ONE LORD, ONE FAITH

CAN CATHOLICS AND EVANGELICALS AGREE - EVEN ON BASICS?

A Critical Examination to Expose the False Ecumenism of Today



© 1997 Tower of David Publications
A division of Tower of David Ministry
11910 Wonder Ct.
Monrovia, MD 21770

CONTENTS

Introduction
1. The Authority of God
2. The Same God?
3. The Church of Christ
4. Ecumenism and the Attributes of God
5. Misinterpretation (is no excuse)
6. Conclusion

One body, and one Spirit; as you are called in one hope of your vocation. One Lord, one faith, one baptism, one God...
   -St. Paul (Epistle to the Ephesians 4:4-5)

If someone does not hold fast to this unity of Peter, can he imagine that he still holds the faith? If he desert the chair of Peter upon whom the Church was built, can he still be confident that he is in the Church, when the blessed Apostle Paul teaches this very thing and displays the sacred sign of unity when he says: one body and one Spirit, one hope of your calling, one Lord, one faith, one Baptism, one God?... He cannot have God for his Father who does not have the Church for his Mother.                    -St.Cyprian (200-258; "The Unity of the Catholic Church" 4,6)

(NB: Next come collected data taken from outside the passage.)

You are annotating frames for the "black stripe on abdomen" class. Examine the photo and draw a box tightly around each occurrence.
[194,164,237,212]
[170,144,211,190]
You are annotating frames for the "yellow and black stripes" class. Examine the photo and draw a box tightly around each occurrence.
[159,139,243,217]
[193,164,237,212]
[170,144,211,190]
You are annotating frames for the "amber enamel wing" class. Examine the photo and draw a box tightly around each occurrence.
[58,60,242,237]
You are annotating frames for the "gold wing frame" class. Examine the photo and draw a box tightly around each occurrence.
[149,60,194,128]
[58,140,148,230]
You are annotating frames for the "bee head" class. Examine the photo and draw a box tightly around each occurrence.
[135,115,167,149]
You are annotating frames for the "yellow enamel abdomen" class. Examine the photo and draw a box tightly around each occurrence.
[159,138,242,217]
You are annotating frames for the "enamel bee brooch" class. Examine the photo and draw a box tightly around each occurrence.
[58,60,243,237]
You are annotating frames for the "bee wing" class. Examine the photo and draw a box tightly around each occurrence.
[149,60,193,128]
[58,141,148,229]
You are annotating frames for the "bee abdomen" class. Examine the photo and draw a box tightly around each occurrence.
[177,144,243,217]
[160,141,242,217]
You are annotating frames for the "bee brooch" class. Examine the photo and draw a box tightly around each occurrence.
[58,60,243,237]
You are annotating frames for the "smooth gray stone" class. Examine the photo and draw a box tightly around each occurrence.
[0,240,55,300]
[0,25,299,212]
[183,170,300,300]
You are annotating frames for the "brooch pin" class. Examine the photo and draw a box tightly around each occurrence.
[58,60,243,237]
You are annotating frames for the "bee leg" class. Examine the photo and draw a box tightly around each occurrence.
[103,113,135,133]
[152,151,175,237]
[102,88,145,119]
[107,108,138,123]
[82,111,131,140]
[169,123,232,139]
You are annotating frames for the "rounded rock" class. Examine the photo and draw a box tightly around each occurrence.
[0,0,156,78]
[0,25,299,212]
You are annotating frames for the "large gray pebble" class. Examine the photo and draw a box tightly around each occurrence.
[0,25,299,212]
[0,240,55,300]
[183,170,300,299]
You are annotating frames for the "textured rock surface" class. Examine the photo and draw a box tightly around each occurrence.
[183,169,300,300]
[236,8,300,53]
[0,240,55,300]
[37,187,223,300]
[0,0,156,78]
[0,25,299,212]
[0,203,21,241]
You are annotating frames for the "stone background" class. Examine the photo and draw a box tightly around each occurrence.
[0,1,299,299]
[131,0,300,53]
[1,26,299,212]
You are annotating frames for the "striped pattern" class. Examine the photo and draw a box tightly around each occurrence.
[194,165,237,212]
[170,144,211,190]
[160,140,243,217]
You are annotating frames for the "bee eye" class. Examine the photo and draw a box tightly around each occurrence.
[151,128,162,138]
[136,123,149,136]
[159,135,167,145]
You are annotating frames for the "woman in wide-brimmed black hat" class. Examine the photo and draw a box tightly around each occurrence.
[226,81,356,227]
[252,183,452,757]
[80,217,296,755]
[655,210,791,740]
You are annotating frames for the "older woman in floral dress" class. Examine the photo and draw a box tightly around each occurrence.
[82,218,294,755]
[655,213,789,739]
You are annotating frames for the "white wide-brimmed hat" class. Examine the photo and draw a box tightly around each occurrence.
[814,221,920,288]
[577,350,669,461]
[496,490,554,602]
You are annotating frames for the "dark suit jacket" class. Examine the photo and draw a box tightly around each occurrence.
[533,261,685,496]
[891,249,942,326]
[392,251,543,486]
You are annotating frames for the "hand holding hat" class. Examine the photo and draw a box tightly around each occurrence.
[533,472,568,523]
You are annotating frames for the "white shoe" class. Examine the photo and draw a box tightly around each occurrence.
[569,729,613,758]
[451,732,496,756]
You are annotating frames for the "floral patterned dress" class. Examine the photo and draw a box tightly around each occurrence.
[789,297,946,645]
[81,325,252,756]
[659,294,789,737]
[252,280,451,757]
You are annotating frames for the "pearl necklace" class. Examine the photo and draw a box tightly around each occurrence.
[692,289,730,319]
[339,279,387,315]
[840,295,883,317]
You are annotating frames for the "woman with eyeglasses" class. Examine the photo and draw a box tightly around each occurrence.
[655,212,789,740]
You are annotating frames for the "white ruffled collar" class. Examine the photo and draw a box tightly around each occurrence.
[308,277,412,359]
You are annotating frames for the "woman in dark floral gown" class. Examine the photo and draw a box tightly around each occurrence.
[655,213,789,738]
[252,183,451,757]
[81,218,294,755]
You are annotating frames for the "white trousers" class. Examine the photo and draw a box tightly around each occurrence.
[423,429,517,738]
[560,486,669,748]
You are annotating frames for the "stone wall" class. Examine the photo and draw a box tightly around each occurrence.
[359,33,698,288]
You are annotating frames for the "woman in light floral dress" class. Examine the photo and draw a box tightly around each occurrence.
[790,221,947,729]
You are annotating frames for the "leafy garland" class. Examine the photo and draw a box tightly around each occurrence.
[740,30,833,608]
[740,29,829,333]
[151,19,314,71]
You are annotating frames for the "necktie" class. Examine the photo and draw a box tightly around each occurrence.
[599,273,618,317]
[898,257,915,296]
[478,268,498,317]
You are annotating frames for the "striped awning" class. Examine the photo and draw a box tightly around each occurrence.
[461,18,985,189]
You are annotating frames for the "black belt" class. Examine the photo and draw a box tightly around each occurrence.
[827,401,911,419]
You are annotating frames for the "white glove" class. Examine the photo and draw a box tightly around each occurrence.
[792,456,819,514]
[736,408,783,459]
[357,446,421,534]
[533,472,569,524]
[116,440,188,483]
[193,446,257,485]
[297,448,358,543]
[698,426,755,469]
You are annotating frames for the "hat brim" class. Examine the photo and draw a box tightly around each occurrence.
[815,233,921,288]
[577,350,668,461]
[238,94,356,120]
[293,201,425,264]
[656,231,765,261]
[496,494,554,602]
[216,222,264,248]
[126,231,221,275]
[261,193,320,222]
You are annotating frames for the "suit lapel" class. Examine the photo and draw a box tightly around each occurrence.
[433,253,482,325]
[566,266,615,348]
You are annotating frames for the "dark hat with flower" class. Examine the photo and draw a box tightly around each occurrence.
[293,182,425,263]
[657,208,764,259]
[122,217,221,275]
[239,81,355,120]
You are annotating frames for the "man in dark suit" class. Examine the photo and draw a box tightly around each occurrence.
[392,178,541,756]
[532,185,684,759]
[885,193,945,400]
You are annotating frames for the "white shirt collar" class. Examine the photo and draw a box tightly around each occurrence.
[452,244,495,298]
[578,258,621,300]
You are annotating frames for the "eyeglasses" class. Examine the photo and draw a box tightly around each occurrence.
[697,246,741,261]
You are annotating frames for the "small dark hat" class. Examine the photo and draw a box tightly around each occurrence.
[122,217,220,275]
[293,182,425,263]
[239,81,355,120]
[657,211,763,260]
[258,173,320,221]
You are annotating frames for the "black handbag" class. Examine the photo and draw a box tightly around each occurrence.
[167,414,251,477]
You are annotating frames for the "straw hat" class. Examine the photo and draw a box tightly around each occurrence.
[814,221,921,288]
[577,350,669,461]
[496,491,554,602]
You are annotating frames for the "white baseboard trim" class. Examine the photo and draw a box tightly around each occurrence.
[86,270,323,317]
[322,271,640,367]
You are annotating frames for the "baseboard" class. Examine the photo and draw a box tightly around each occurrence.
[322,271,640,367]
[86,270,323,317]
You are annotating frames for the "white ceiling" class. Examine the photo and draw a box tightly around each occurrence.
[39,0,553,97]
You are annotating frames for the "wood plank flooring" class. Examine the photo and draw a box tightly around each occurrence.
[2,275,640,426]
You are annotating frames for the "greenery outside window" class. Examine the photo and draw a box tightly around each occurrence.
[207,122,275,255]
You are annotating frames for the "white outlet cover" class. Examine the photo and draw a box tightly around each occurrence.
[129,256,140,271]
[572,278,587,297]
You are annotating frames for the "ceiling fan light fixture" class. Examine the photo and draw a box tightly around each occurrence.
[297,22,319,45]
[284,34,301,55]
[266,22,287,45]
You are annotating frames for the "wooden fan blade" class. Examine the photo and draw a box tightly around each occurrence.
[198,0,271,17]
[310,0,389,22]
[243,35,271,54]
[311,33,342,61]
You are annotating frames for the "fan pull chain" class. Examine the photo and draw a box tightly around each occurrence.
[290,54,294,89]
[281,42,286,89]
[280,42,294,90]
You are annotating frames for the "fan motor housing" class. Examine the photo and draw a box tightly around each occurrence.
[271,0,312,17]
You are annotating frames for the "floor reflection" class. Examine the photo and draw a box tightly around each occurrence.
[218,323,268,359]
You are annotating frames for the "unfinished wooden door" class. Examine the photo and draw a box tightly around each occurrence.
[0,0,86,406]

Tower of David Ministry is a lay Catholic apostolate dedicated to Our Lady for the purposes of promoting and expanding on earth the Kingdom of her Divine Son, Our Lord Jesus Christ, which is found only in the Roman Catholic Church.


INTRODUCTION

   We hear of ecumenism (i.e., the cause for Christian unity) everywhere today in Christian circles. The cause for Christian unity is, or should be, motivated by the prayer of Our Lord Jesus in the Gospel of John, chapter 17, where Jesus prays that all His disciples would be one as He and the Father are one.

   It should be made clear from the outset that the Church established by Jesus Christ is NOT divided, but has always been, is now, and always will be one: one in Faith (doctrine-teaching), one in authority (government), one in morals (life), and one in worship. This is so by the fact that Jesus Christ is not divided and the Church is His Body. Therefore, the divisions which exist are between those who profess to believe in and follow Jesus Christ as Lord and Savior.

   Our concern here is with the divisions between Catholics and Protestants, particularly, Evangelicals. The reason why is because it is said that while Catholics and Evangelicals disagree on many issues and doctrines, our common profession of the Creed, the Holy Trinity, the Deity and Incarnation of Christ, His propitiatory death on the cross, among other truths, means that we profess the same essentials of the Christian Faith; and this cannot be said of most of the main-line Protestant denominations today. But on a closer look we will see that this is not at all the case even between Catholics and Evangelicals.

   There is only one Lord and only one Faith (i.e. set of doctrines) revealed by God (Eph.4:5). This must mean that different and contradicting faiths do not lead to, nor come from, the same Lord; and Catholics and Evangelicals have different and contradicting faiths. Both cannot have the one true Faith revealed by God for our salvation, for divine truth can never be self-contradictory.

   What this short work shall demonstrate is that Catholics and Evangelicals disagree on the very basics and essentials of revealed religion, of the Christian Faith. In fact, Catholicism is completely incompatible with any and all forms of Protestantism because there is disagreement on 1) the very nature of the Christian Faith, 2) the content of God's revelation to mankind, and 3) the very God and Lord in Whom we believe and worship. These facts have been ignored, even out-right denied, by the vast majority of those involved in ecumenism today. Yet they must be recognized if truth really matters.

   Because of this, there can be no mere cooperation between a Catholic and an Evangelical, or any Protestant for that matter, unless one denies, or at least ignores, his own beliefs. But no honest Christian can do this. There can be no "spiritual unity" (whatever that means) by the very fact that spirituality itself depends on the Spirit of Truth. In fact, any and all types of unity first depend on the three points stated above.

   Our beliefs, as will be shown, are completely irreconcilable, and true ecumenism must be founded on truth. Pope John Paul II made this clear in his encyclical on ecumenism, "Ut Unum Sint" (1995): that only by bearing witness to the truth unity is served (# 95).

   This booklet does precisely that.